Iran’s Stifling Sanctions Soundtrack
Following a currency crash and ban on parallel market trading in April that ravaged stock-market listed banks reporting a combined $4.5 billion in losses, the sector braced for further damage with President Trump’s decision to resume primary sanctions and scrap nuclear deal participation. They will target the central bank to block dollar access and cross-border correspondent relationships which had proliferated with Asian and European banks the past two years after the system rejoined the SWIFT payments network. In his second term Iranian President Rouhani had bad loan cleanup, officially at $25 billion or 10% of the total, as a priority following a 2017 International Monetary Fund report calling for a” comprehensive asset quality review and recapitalization plan.” He and a team of technocrats tried to pass legislation in parliament to strengthen independent supervision and modernize management and disclosure practice, but it was routinely sidetracked by conservative opponents eager to maintain insider state control and credit provision.
GDP growth is put at 4% for the fiscal year ended in March, despite oil shipments of 2.5 million barrels/day and non-oil exports each generating around $50 billion, following months of protests over poverty and unemployment and labor strikes over unpaid salaries. Although international reserves are over $100 billion, capital flight in the first quarter of this year, mainly through informal hawala channels, may have been $30 billion as the rial lost one-third its value against the dollar before the government imposed a single 42,000/dollar rate and barred individuals from holding more than 10000 euros. It introduced a new foreign exchange trading platform but has yet to define rules for business use, as companies continue to tap underground networks for funding needs as well as for money laundering and speculation. According to the central bank the net capital outflow in the first half of the last fiscal year was $6.5 billion as foreign direct and portfolio investment barely materialized despite the former’s $100 billion medium term goal. The shunned Revolutionary Guard, whose stock exchange listed construction arm just announced 40 mega-projects to support the “resistance economy,” is still dominant across a range of industries as the World Bank Doing Business ranking is stuck at 125th place.
Fiscal and monetary policies have squeezed middle class households that placed their faith in Rouhani’s reform agenda and improved living standards with the six-nation 2015 sanctions lifting. The latest budget blueprint showed the military and tax-exempt bonyad religious foundations with the largest chunks, as food and fuel subsidies are curtailed and public investment for infrastructure is only 3% of GDP. High interest rates cap fixed investment at 20% of GDP, and the central bank recently floated bonds at 20% yields to try to soak up liquidity from the foreign exchange market. It now claims fluctuations will be limited to 5% annually without detailing intervention strategy or earmarking reserves, further eroding strained credibility prompting calls for governor Valy Allah Seif to resign.

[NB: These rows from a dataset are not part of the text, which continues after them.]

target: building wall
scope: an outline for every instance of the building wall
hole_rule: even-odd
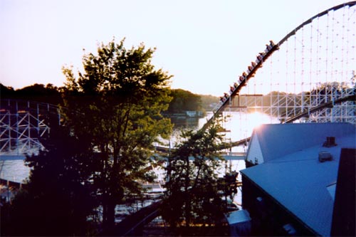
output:
[[[249,212],[252,219],[252,236],[316,235],[244,174],[242,181],[243,208]],[[283,228],[287,224],[293,226],[295,231],[290,231],[290,233],[288,233]]]

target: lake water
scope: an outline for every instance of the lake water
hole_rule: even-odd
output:
[[[198,129],[201,127],[207,119],[211,116],[211,113],[208,113],[204,118],[188,118],[181,120],[173,120],[172,122],[176,125],[178,129],[175,130],[173,136],[167,141],[171,147],[179,142],[179,133],[182,128]],[[254,127],[261,123],[269,123],[271,119],[268,116],[259,113],[255,114],[241,114],[230,113],[231,117],[224,123],[224,127],[228,132],[226,133],[226,139],[231,141],[237,141],[250,137]],[[248,121],[246,122],[246,121]],[[231,152],[246,152],[246,147],[233,148]],[[226,151],[229,152],[229,151]],[[23,156],[0,156],[0,177],[4,179],[21,182],[28,177],[30,168],[24,164],[25,157]],[[233,160],[228,162],[228,167],[231,167],[231,170],[239,171],[245,168],[245,162],[243,160]],[[220,171],[224,174],[225,170]],[[160,174],[162,177],[162,173]]]

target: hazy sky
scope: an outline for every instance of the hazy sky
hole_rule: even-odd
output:
[[[124,37],[156,47],[172,87],[221,95],[269,40],[279,41],[337,0],[0,0],[0,83],[63,85],[61,68]]]

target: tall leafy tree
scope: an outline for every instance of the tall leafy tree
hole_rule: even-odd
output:
[[[211,223],[222,211],[216,172],[224,164],[219,130],[214,122],[207,130],[184,132],[185,140],[168,157],[162,216],[172,226]]]
[[[145,169],[153,144],[172,131],[161,112],[171,98],[171,75],[155,70],[155,49],[143,44],[127,49],[124,41],[101,44],[96,54],[84,56],[83,73],[63,68],[66,122],[76,136],[90,138],[100,157],[93,170],[105,227],[114,223],[115,206],[127,194],[140,193],[139,181],[152,181]]]

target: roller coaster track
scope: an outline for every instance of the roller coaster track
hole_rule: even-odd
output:
[[[254,74],[256,73],[256,71],[258,70],[258,68],[260,68],[261,66],[262,66],[262,64],[266,62],[266,60],[272,55],[272,53],[273,53],[273,52],[275,52],[276,51],[278,50],[279,49],[279,47],[283,43],[285,43],[289,38],[290,38],[291,36],[294,36],[297,31],[298,31],[299,30],[300,30],[303,26],[310,23],[314,19],[318,19],[320,16],[323,16],[325,14],[328,14],[330,11],[336,11],[336,10],[338,10],[340,9],[342,9],[342,8],[344,8],[345,6],[349,6],[349,7],[351,7],[351,6],[353,6],[356,5],[356,1],[350,1],[350,2],[347,2],[347,3],[345,3],[345,4],[340,4],[340,5],[337,5],[337,6],[333,6],[332,8],[330,8],[324,11],[322,11],[316,15],[315,15],[314,16],[310,18],[309,19],[308,19],[307,21],[304,21],[303,23],[302,23],[300,25],[299,25],[298,26],[297,26],[295,28],[294,28],[293,31],[291,31],[290,33],[288,33],[284,38],[283,38],[278,43],[276,43],[276,45],[274,45],[271,49],[270,49],[267,53],[264,56],[263,60],[260,60],[256,65],[256,66],[253,68],[253,70],[247,75],[247,76],[246,77],[246,80],[244,80],[244,81],[242,81],[239,85],[239,86],[236,88],[236,90],[232,92],[232,93],[230,95],[230,96],[227,98],[227,100],[226,100],[222,104],[220,105],[220,106],[213,113],[213,115],[211,117],[210,117],[207,121],[203,125],[203,127],[201,127],[201,130],[206,130],[206,128],[208,128],[208,127],[210,125],[210,124],[218,117],[219,116],[221,112],[224,111],[224,110],[231,105],[231,99],[233,99],[235,96],[236,95],[239,95],[239,93],[241,90],[241,89],[246,85],[246,84],[248,83],[248,81],[249,80],[249,79],[251,78],[252,78]],[[320,105],[321,107],[325,107],[323,105]],[[316,111],[316,110],[315,110]],[[300,117],[303,117],[303,115],[300,115]],[[295,117],[291,117],[290,119],[288,119],[288,121],[290,121],[289,122],[291,122],[292,121],[295,121],[297,119],[295,118]],[[246,140],[246,139],[244,139]],[[242,141],[242,140],[241,140]],[[234,144],[240,144],[241,142],[234,142]]]
[[[300,112],[300,114],[298,114],[294,117],[290,117],[290,119],[283,122],[282,123],[292,123],[292,122],[295,122],[295,120],[299,120],[300,118],[301,118],[303,117],[309,116],[313,112],[323,110],[325,107],[331,108],[335,105],[340,104],[340,103],[344,102],[345,101],[356,101],[356,95],[346,96],[345,98],[340,98],[340,99],[336,100],[335,101],[330,101],[330,102],[323,103],[320,105],[315,106],[315,107],[309,110],[308,111]],[[233,142],[231,144],[225,144],[221,147],[221,149],[228,149],[228,148],[230,148],[232,147],[239,147],[239,146],[241,146],[243,144],[246,144],[247,142],[248,142],[250,141],[250,139],[251,139],[251,137],[246,137],[245,139],[241,139],[239,141]]]

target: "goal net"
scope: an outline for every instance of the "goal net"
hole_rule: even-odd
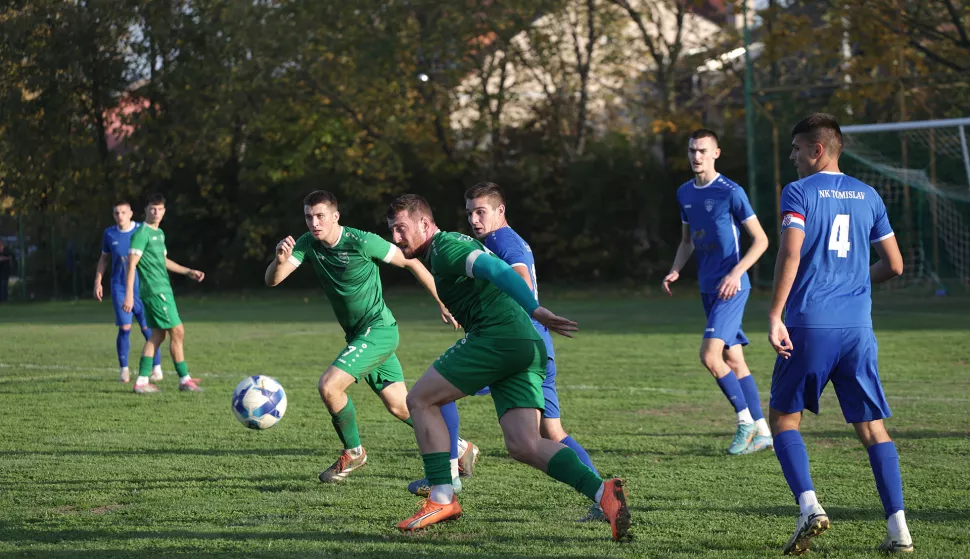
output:
[[[970,290],[970,118],[842,127],[843,170],[886,202],[903,253],[888,288]]]

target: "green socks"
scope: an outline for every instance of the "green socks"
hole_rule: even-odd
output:
[[[431,452],[422,454],[421,458],[424,460],[424,477],[428,478],[431,485],[449,485],[452,483],[451,453]]]
[[[331,413],[331,423],[340,442],[344,443],[344,450],[360,446],[360,433],[357,431],[357,410],[354,401],[347,397],[347,405],[337,413]]]
[[[145,357],[144,355],[142,355],[141,360],[138,361],[138,376],[140,377],[151,376],[152,361],[154,360],[155,360],[154,357]]]
[[[427,464],[425,460],[425,471],[428,469]],[[566,447],[557,452],[549,460],[548,470],[547,473],[552,479],[570,485],[589,497],[590,501],[596,501],[596,492],[603,485],[603,480],[589,466],[583,464],[573,449]]]

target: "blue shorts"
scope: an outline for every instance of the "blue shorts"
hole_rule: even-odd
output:
[[[124,286],[111,286],[111,304],[115,308],[115,325],[124,326],[126,324],[131,324],[132,316],[138,319],[138,325],[144,330],[148,328],[145,324],[145,307],[141,304],[141,297],[135,293],[135,306],[131,309],[132,312],[126,313],[124,309],[121,308],[125,304],[125,288]]]
[[[707,315],[704,337],[724,340],[727,347],[748,345],[748,337],[741,329],[741,319],[744,318],[744,305],[750,294],[751,290],[745,289],[724,300],[718,299],[717,293],[701,293],[704,314]]]
[[[545,328],[543,328],[545,330]],[[543,332],[542,340],[546,344],[546,354],[553,355],[552,351],[552,335],[549,334],[548,330]],[[489,388],[479,390],[475,393],[475,396],[484,396],[489,394]],[[542,397],[546,401],[546,407],[542,410],[542,417],[544,419],[559,419],[561,417],[559,412],[559,391],[556,390],[556,358],[549,357],[546,360],[546,378],[542,381]]]
[[[831,380],[847,423],[889,417],[879,381],[879,345],[872,328],[790,328],[791,357],[778,357],[771,376],[771,407],[818,414],[818,399]]]

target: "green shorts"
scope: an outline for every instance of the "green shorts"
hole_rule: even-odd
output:
[[[512,408],[545,408],[546,360],[542,340],[471,337],[441,354],[434,368],[466,395],[490,387],[501,419]]]
[[[380,393],[389,384],[404,382],[404,369],[394,350],[400,336],[397,326],[368,328],[347,341],[347,347],[333,361],[333,366],[364,382]]]
[[[141,303],[145,307],[145,324],[149,328],[171,330],[179,324],[178,307],[175,306],[175,295],[168,293],[142,293]]]

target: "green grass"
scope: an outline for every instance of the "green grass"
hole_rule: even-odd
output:
[[[275,296],[274,296],[275,295]],[[0,555],[157,554],[363,557],[774,557],[797,509],[770,452],[729,457],[733,413],[697,359],[702,311],[674,299],[554,293],[579,321],[557,340],[563,421],[607,474],[628,480],[629,544],[578,525],[572,489],[510,460],[489,398],[459,403],[483,451],[461,495],[465,516],[421,535],[394,524],[417,505],[414,437],[353,387],[367,468],[327,486],[339,451],[316,380],[343,345],[322,294],[183,299],[187,358],[205,392],[116,381],[109,303],[0,308]],[[393,293],[409,383],[456,334],[414,293]],[[970,320],[967,298],[877,297],[881,373],[895,417],[907,516],[922,557],[970,556]],[[766,303],[747,311],[747,352],[767,400]],[[132,334],[137,352],[139,334]],[[137,360],[133,360],[137,364]],[[289,408],[266,432],[231,415],[249,374],[276,377]],[[831,392],[804,421],[818,495],[833,528],[820,557],[876,556],[885,522],[865,451]]]

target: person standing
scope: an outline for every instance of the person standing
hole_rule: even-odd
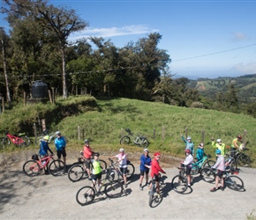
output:
[[[183,136],[183,135],[180,135],[181,139],[185,143],[185,149],[189,149],[191,151],[191,154],[193,155],[194,154],[194,143],[192,141],[192,137],[188,136],[186,139]]]
[[[221,150],[217,149],[215,153],[218,159],[212,168],[217,169],[217,173],[215,177],[215,187],[210,190],[211,192],[215,192],[217,189],[222,189],[222,191],[224,190],[223,172],[225,171],[225,160],[223,155],[221,154]],[[218,187],[219,180],[221,180],[221,187]]]
[[[151,158],[148,155],[148,149],[143,150],[143,154],[140,156],[140,177],[139,177],[139,189],[143,190],[142,180],[144,174],[146,174],[146,185],[148,185],[148,172],[151,165]]]
[[[58,159],[61,158],[61,156],[63,156],[64,163],[66,165],[66,140],[64,136],[61,136],[60,131],[57,131],[56,133],[56,138],[55,139],[55,146],[56,150],[56,155]]]

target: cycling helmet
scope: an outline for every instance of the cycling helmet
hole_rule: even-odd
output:
[[[49,136],[45,136],[43,137],[43,139],[49,141]]]

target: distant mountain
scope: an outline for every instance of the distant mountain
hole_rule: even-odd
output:
[[[243,102],[252,102],[256,99],[256,74],[237,77],[198,78],[190,80],[189,87],[195,88],[203,96],[214,98],[218,92],[227,91],[230,84],[235,84],[237,95]]]

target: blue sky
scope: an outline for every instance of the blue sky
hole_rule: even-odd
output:
[[[110,39],[117,47],[162,35],[172,74],[189,78],[256,73],[255,1],[50,0],[89,23],[74,38]]]

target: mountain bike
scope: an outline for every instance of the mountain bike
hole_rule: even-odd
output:
[[[103,174],[106,175],[102,180],[102,186],[98,190],[95,186],[96,184],[92,184],[93,187],[83,187],[78,191],[76,200],[79,204],[82,206],[88,205],[94,202],[95,196],[99,196],[102,194],[105,194],[109,198],[118,198],[122,195],[123,192],[126,194],[126,192],[123,187],[123,184],[121,184],[118,180],[113,180],[113,172],[111,169],[104,170],[102,172],[102,175]],[[101,189],[103,187],[104,190],[102,192]]]
[[[204,181],[213,183],[215,180],[216,170],[205,167],[201,171],[201,176]],[[225,186],[227,186],[229,188],[236,191],[241,191],[244,189],[244,181],[242,179],[235,175],[230,175],[230,172],[224,172],[223,179]]]
[[[109,158],[109,160],[110,161],[109,168],[112,169],[113,171],[117,172],[118,180],[120,178],[124,179],[123,172],[120,171],[119,165],[117,165],[117,162],[114,162],[111,158]],[[135,172],[134,165],[131,163],[130,160],[127,160],[127,171],[126,171],[127,180],[129,180],[130,178],[132,178],[133,176],[134,172]],[[115,178],[115,176],[114,176],[114,178]]]
[[[31,158],[31,160],[26,161],[23,165],[23,172],[29,177],[37,176],[41,173],[47,168],[50,160],[52,160],[49,165],[50,174],[53,176],[61,176],[64,173],[64,163],[60,159],[55,159],[53,154],[41,159],[37,154],[34,154]]]
[[[101,167],[102,170],[107,168],[107,163],[100,159]],[[92,169],[91,165],[91,169]],[[68,170],[68,178],[72,182],[79,181],[83,177],[87,178],[88,173],[86,169],[86,165],[84,162],[83,158],[79,158],[78,162],[74,164],[69,170]]]
[[[188,187],[187,179],[184,176],[185,167],[184,165],[181,165],[180,167],[177,168],[179,170],[179,173],[172,179],[171,185],[175,192],[178,194],[183,194],[187,190]]]
[[[135,136],[129,128],[125,128],[125,131],[128,135],[122,136],[120,144],[129,144],[132,139],[132,143],[139,147],[147,148],[148,146],[149,142],[146,136]]]
[[[30,144],[30,139],[26,133],[11,135],[7,130],[5,131],[5,136],[0,139],[3,149],[7,148],[11,143],[19,147],[27,147]]]
[[[200,170],[204,167],[211,167],[215,164],[215,161],[210,160],[211,155],[205,156],[198,162],[193,162],[191,174],[196,175],[200,172]]]

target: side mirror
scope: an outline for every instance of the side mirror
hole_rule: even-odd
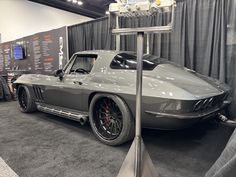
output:
[[[62,80],[64,76],[64,71],[62,69],[58,69],[54,72],[54,76],[59,77],[59,79]]]

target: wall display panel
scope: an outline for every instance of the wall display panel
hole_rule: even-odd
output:
[[[0,44],[0,74],[14,70],[52,74],[67,60],[66,27]]]

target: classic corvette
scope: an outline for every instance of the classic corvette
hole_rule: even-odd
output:
[[[19,77],[14,82],[19,107],[89,120],[103,143],[122,144],[134,135],[136,64],[134,52],[75,53],[55,76]],[[218,80],[143,56],[142,127],[173,130],[208,120],[229,104],[229,93]]]

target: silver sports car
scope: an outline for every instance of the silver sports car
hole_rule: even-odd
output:
[[[109,145],[133,137],[134,52],[75,53],[55,76],[22,75],[14,82],[22,112],[36,110],[91,124]],[[180,129],[214,117],[229,101],[218,80],[153,55],[143,56],[142,127]]]

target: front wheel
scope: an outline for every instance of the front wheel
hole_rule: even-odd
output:
[[[92,130],[103,143],[120,145],[134,136],[134,120],[120,97],[97,94],[93,97],[89,110]]]
[[[36,105],[27,86],[20,85],[17,89],[17,97],[21,112],[29,113],[36,111]]]

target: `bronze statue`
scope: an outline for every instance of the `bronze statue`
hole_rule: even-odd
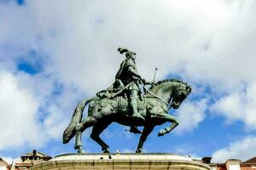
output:
[[[131,127],[131,132],[137,133],[137,126],[143,126],[140,141],[136,150],[141,153],[143,145],[154,127],[170,122],[172,124],[159,132],[159,136],[170,133],[178,125],[177,119],[168,114],[171,108],[177,109],[183,100],[191,93],[186,82],[168,79],[158,82],[148,82],[138,74],[136,53],[119,48],[125,53],[126,59],[121,63],[114,83],[107,90],[97,93],[96,96],[84,99],[73,115],[68,127],[63,133],[66,144],[76,135],[75,149],[82,153],[81,135],[86,128],[93,127],[90,138],[97,142],[105,153],[109,152],[108,145],[100,138],[101,133],[113,122]],[[141,84],[147,92],[143,94]],[[151,84],[148,90],[145,84]],[[138,97],[139,96],[139,97]],[[83,111],[89,104],[88,116],[82,120]]]

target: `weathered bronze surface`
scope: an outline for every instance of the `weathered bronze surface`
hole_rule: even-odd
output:
[[[102,146],[103,152],[109,152],[109,146],[100,138],[100,134],[113,122],[130,126],[130,132],[135,133],[140,133],[137,127],[144,127],[136,150],[141,153],[143,143],[154,126],[172,122],[159,132],[158,135],[163,136],[178,125],[177,117],[169,115],[168,110],[177,109],[191,93],[189,84],[177,79],[146,82],[138,74],[136,53],[120,48],[118,50],[120,54],[125,54],[126,59],[120,65],[115,82],[107,90],[97,93],[96,97],[80,102],[63,133],[64,144],[76,136],[75,149],[79,153],[83,152],[82,132],[90,127],[93,127],[90,138]],[[145,84],[151,84],[148,90]],[[88,104],[88,116],[82,120],[84,109]]]

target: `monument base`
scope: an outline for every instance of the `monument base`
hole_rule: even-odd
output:
[[[32,170],[72,169],[198,169],[210,167],[191,158],[174,154],[66,154],[31,167]]]

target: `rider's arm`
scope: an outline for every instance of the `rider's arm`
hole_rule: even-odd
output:
[[[128,67],[128,71],[129,71],[129,73],[130,73],[131,76],[136,76],[136,77],[137,77],[138,79],[143,80],[142,76],[137,73],[137,70],[136,70],[133,66],[130,65],[130,66]]]

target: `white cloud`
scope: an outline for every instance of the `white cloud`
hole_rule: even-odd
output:
[[[49,136],[57,138],[65,124],[61,123],[61,118],[70,117],[79,98],[74,96],[94,95],[113,81],[124,59],[117,48],[124,46],[137,52],[138,70],[147,79],[151,80],[158,67],[158,79],[181,72],[186,82],[209,85],[214,99],[226,94],[216,101],[214,111],[255,129],[256,105],[250,94],[255,94],[254,88],[250,88],[254,86],[256,72],[255,1],[109,2],[26,1],[22,7],[15,2],[0,3],[0,66],[11,72],[15,82],[6,88],[12,87],[17,92],[13,95],[27,98],[32,105],[22,108],[18,116],[23,117],[22,111],[28,110],[24,114],[32,116],[28,121],[38,128],[35,115],[43,105],[47,114],[40,126],[54,129]],[[32,49],[46,60],[43,73],[34,76],[16,69],[19,60],[34,60],[27,56]],[[67,87],[60,96],[50,94],[55,82]],[[251,93],[242,92],[244,84]],[[49,105],[50,101],[54,102]],[[177,133],[190,129],[189,124],[191,129],[198,126],[204,117],[204,102],[183,104]],[[3,104],[0,104],[4,109],[1,110],[9,110],[4,116],[12,119],[13,108]],[[234,104],[237,110],[245,107],[246,110],[227,107]],[[193,119],[189,120],[188,114]],[[9,135],[4,133],[3,138]],[[22,139],[14,143],[24,143]]]
[[[19,87],[14,75],[2,71],[0,75],[0,150],[40,145],[45,140],[39,133],[40,122],[37,121],[38,103]]]
[[[212,106],[216,114],[227,118],[231,123],[241,120],[247,130],[256,129],[256,83],[250,84],[245,90],[234,92],[223,97]]]
[[[255,156],[256,137],[247,136],[243,139],[230,144],[212,154],[212,162],[224,162],[227,159],[241,159],[246,161]]]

Under compromise proposals for lawmaker consideration this body would not be autonomous but overseen by a “high council” of senior cabinet ministers and politicians. Moves toward Basel III and international financial reporting standards are on hold, as supervisors step back to deal with previously unlicensed credit providers run as pyramid schemes. They seized and merged several into new entities like Ansar Bank that will fall fully under prudential rules. Big banks like Sepah had to dramatically raise capital to meet a stiffer 10% of assets threshold in effect since 2017, as all of them on the Tehran stock exchange were ordered to retain profits. In a vicious debt triangle, commercial lenders owe the central bank hundreds of billions of dollars from decades of emergency lines, while the government owes them $15 billion for past budget borrowing. To clear the arrears and restructure ailing units new bonds are likely to be issued which would be placed with captive pension funds and other equally unhealthy and poorly managed institutional investors. The final workout tab could be $200 billion, and the current 35-strong sector could consolidate into a dozen groups, according to experts, with President Trump’s repeated sanctions now sharpening the blow.